Catherine Jacquet, P.h.D., is Assistant Professor of History and Women’s and Gender Studies at Louisiana State University. She is the author of The Injustices of Rape: How Activists Responded to Sexual Violence, 1950-1980 (UNC Press, 2019) and Guest Curator, “Confronting Violence, Improving Women’s Lives” exhibition with the National Library of Medicine, Bethesda, Maryland, Sept 2015 – Aug 2016. Her research focuses on 20th century US social movements, sexual violence, anti-rape activism, and rape law.

 

Crystal Feimster, Ph.D., is a tenured Associate Professor of African American Studies, History and American Studies at Yale University.
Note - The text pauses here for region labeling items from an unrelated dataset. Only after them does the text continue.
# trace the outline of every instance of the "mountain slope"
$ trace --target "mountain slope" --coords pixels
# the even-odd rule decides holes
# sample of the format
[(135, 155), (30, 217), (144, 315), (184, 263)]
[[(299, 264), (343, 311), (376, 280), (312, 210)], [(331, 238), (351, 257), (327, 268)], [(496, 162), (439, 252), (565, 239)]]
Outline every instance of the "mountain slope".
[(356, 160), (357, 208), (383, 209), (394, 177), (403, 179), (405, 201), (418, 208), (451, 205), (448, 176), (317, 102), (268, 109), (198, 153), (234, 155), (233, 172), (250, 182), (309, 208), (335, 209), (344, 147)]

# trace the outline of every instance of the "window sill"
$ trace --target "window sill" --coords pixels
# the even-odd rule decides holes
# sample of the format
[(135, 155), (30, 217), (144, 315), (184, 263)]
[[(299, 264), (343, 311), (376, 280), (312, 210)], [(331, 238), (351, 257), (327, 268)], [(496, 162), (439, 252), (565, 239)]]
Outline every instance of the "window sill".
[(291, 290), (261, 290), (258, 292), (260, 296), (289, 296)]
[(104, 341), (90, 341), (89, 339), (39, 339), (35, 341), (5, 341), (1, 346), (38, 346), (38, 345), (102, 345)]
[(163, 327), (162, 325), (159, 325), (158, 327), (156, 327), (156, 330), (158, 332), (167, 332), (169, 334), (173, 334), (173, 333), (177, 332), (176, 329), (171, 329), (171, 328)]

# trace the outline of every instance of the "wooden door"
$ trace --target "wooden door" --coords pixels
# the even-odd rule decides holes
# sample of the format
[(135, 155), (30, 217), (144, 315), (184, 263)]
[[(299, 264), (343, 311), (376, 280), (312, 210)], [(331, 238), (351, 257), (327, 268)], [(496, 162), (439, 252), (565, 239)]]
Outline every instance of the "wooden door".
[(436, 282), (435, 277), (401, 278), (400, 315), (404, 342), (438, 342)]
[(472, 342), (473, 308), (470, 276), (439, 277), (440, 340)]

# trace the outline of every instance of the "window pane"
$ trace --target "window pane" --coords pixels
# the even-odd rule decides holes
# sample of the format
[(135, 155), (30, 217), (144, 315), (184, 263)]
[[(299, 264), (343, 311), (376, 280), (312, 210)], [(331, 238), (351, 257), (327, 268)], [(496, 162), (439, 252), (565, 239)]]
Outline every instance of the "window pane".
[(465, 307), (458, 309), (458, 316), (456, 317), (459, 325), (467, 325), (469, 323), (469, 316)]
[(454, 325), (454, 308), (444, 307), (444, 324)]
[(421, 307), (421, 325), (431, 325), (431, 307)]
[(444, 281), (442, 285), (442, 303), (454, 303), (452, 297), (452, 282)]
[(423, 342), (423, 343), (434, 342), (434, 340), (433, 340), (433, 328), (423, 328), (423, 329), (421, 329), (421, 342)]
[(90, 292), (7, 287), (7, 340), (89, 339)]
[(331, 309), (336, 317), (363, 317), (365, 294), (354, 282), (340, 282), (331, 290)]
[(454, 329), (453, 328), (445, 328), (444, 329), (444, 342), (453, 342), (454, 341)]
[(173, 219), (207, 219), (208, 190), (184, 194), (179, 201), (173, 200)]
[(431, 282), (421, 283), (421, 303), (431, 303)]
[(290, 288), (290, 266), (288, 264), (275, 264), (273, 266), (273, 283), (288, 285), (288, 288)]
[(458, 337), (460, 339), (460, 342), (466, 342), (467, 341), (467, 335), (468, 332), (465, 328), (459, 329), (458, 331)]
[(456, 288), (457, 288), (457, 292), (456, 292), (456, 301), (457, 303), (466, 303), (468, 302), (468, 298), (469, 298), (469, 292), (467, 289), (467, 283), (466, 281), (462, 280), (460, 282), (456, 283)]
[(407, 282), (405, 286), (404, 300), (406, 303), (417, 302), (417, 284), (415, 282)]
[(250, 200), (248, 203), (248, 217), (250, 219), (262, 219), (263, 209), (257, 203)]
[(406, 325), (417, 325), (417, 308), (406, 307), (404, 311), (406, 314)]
Feimster’s academic focus is racial and sexual violence; currently, she is completing a project on rape during the American Civil War. Her book, Southern Horrors: Women and the Politics of Rape and Lynching, focuses on two women journalists, Ida B. Wells, who campaigned against lynching, and Rebecca Latimer Felton, who urged white men to prove their manhood by lynching black men accused of raping white women.

 

Donna Coker, JD, is Professor of Law and Dean’s Distinguished Scholar at the University of Miami School of Law. Her scholarship focuses on criminal law, gender, and race inequality. She is a nationally recognized expert in intimate partner violence (IPV) law and policy. Her research concerns the connection between economic vulnerability and IPV; restorative justice responses to IPV and sexual harm; and the intersections of gender and race subordination in criminal law doctrine, policy, and application. Her research is interdisciplinary and influenced by scholarship in critical race feminism, restorative justice, public health, and criminology.

 

Raymond (Ray) Douglas, Ph.D., is Russell Colgate Distinguished University Professor of History at Colgate University. His most recent work, Orderly and Humane: The Expulsion of the Germans after the Second World War (2012), received the 2013 George Louis Beer Prize from the American Historical Association. He is the author of the memoir, On Being Raped (Beacon Press, 2016).

Ray Douglas interviewed by Izabela Steflja, Professor of Practice in Political Science, Tulane.